If you're wondering if it's worth the money to spend on mini paints, that's going to be entirely up to your preference. Mini paints can be quite pricey vs regular old craft store paints. I would maybe suggest dabbling with regular paints and getting some thinner medium and see if mixing them works out well for you. If you find it too annoying/frustrating/not worth your time then get mini paints. Mini paints can basically be used right out of the bottle.
Both the primers and paints are different. They have smaller particles of pigment, this allows much finer detail to be achieved. I believe they use different medium for the paint as well.
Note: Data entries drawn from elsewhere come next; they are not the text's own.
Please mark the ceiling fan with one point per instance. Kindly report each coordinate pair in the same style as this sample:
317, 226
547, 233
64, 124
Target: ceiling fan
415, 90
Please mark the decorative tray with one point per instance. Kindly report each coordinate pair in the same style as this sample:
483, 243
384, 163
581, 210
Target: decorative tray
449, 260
I have seen an amazing painter paint a model using cheap ass paint from Walmart and model paints, the details are lost using the cheap paint.
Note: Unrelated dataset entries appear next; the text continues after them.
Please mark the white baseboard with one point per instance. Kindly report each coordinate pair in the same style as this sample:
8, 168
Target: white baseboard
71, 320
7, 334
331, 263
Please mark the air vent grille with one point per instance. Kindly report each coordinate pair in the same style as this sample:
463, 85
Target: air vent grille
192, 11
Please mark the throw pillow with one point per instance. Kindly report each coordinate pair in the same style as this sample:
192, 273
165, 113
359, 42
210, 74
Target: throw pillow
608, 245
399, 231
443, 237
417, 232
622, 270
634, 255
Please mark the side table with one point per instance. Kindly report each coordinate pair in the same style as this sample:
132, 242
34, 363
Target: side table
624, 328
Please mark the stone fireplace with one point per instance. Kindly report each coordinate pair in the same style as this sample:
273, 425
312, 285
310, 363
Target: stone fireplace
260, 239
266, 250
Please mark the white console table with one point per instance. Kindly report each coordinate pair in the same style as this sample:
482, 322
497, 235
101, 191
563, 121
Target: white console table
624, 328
That checks out, I would be expecting the medium in particular to be different for that reason.
So I guess the same goes for oils? I suppose they would be more similar to oil based varnishes for wood instead, rather than oil based paints for canvas?
I do not know a lot about oils, i have not used them in almost 40 years. I sell acrylics for minis though, and I use them.
As for the medium, i do use the same matte medium for minis that i have used for canvas. But I also have mediums from AV and Citadel.
Thanks!
And while i do not sell oils, and have not used them in years. They were liquid, like a very wet acrylic. Pourable, unlike an oil for a canvas.
I see, so, very different. Thanks
Acrylic paints for miniature painting are, barring "technique" paints, roughly the same, though often much more thinned down than the acrylic paints found in a craft or art store.
I have only used oil paints to do special effects (oil streaks, grime, etc) using white spirits and wiping off most of the oil paints. While I cannot say for certain, I don't know of anyone who has painted a miniature using oils exclusively. We're they to do so, I would assume it would be as a display piece and not one to be handled.
Have you used oil based paint for miniatures specifically or was that the same oil paint sold for canvases? I can see the spirits helping with the drying times if it's just smear effects
I use a set of basic oil paints from a craft store.